At its Google Cloud Next conference in San Francisco back in March, Google unveiled Cloud Dataprep, a service that lets companies clean their structured and unstructured datasets for analysis in, for example, Google’s BigQuery, or even for use in training machine learning models.
Over the past six months, Cloud Dataprep has been in private beta, but Google is now officially graduating the service to public beta for anyone to use.
Some reports indicate that analysts and data scientists can spend up to 80 percent of their time cleaning and preparing raw data for analysis. This is where Dataprep comes into play, as it can automatically detect data type, schema, and even where there is mismatched or missing data.

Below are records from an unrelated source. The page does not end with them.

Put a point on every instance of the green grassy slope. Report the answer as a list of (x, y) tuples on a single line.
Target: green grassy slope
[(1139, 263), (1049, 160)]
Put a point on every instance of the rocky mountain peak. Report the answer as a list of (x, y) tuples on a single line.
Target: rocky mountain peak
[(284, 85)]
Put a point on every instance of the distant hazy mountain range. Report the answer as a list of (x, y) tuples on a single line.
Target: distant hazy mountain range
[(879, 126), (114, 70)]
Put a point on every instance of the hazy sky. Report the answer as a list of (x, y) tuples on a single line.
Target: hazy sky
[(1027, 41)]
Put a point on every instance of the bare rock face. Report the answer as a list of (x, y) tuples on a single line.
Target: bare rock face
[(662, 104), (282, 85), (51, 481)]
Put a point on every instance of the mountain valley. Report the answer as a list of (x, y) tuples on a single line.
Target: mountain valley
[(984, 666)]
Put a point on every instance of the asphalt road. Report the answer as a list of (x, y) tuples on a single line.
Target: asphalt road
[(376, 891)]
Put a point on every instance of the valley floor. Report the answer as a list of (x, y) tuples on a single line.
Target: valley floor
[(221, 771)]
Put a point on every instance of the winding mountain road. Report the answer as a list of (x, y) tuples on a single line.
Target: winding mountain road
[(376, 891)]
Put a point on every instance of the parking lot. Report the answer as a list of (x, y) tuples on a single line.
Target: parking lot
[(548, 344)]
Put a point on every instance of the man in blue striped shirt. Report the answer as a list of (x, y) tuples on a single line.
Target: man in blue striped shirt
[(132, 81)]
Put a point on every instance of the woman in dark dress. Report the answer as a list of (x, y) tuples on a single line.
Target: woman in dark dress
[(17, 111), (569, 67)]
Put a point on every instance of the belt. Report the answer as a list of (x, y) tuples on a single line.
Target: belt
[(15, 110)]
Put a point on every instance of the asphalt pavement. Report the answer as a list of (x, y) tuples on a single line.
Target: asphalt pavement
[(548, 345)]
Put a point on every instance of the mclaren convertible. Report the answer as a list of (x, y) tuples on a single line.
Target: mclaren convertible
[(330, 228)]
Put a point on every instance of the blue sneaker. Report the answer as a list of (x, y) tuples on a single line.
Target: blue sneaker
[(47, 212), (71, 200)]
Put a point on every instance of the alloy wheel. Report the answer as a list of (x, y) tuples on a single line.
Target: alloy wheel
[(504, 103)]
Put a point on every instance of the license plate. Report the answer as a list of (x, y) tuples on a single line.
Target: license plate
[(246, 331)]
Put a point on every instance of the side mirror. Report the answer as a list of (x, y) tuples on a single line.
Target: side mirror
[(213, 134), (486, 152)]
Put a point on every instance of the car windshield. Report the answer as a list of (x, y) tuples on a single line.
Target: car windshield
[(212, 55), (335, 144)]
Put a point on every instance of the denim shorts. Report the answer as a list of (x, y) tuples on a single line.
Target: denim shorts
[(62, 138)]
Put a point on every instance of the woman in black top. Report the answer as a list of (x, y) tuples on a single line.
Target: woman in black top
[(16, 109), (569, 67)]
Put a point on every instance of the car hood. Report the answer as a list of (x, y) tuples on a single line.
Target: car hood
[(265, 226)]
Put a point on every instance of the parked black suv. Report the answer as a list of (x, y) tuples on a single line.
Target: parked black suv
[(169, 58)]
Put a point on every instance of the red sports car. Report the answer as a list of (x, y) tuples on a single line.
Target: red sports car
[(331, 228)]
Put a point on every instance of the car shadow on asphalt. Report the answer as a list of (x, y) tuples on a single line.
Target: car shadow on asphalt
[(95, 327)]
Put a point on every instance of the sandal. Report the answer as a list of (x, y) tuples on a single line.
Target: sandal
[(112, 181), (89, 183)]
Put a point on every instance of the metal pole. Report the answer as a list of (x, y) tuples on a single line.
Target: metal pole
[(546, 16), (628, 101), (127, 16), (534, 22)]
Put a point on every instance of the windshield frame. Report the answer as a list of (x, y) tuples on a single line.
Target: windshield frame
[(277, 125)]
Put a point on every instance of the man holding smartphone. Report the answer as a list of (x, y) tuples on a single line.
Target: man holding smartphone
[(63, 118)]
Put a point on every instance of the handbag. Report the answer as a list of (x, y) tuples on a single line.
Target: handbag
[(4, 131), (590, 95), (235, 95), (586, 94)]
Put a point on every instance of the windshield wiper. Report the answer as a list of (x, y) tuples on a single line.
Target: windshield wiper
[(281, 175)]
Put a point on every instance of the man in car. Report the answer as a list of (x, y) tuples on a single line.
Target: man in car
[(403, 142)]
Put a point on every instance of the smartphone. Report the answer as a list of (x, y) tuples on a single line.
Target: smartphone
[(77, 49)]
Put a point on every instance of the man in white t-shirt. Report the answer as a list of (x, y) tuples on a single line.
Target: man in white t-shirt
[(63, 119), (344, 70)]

A key facet of Dataprep is the visual layout, which makes it easier for people who aren’t data engineers to alter or add to their datasets.
The software is actually an embedded version of the Wrangler enterprise app from Trifacta, a well-funded startup that offers software for cleaning up messy data. Indeed, Dataprep was built in collaboration with Trifacta.
“Cloud Dataprep also has intelligence built-in for understanding and automatically operationalizing your particular usage patterns, making data preparation even faster and less prone to user error,” noted Google product manager Eric Anderson. “The overall result is more productive, efficient, and powerful data analytics pipelines, leading to faster time-to-insight.”
It’s worth noting here that in addition to BigQuery, Cloud Dataprep integrates with other services on Google Cloud, including Cloud Storage, Cloud Dataflow, and the Cloud Machine Learning Engine.
Cloud Dataprep is available for anyone to use from today.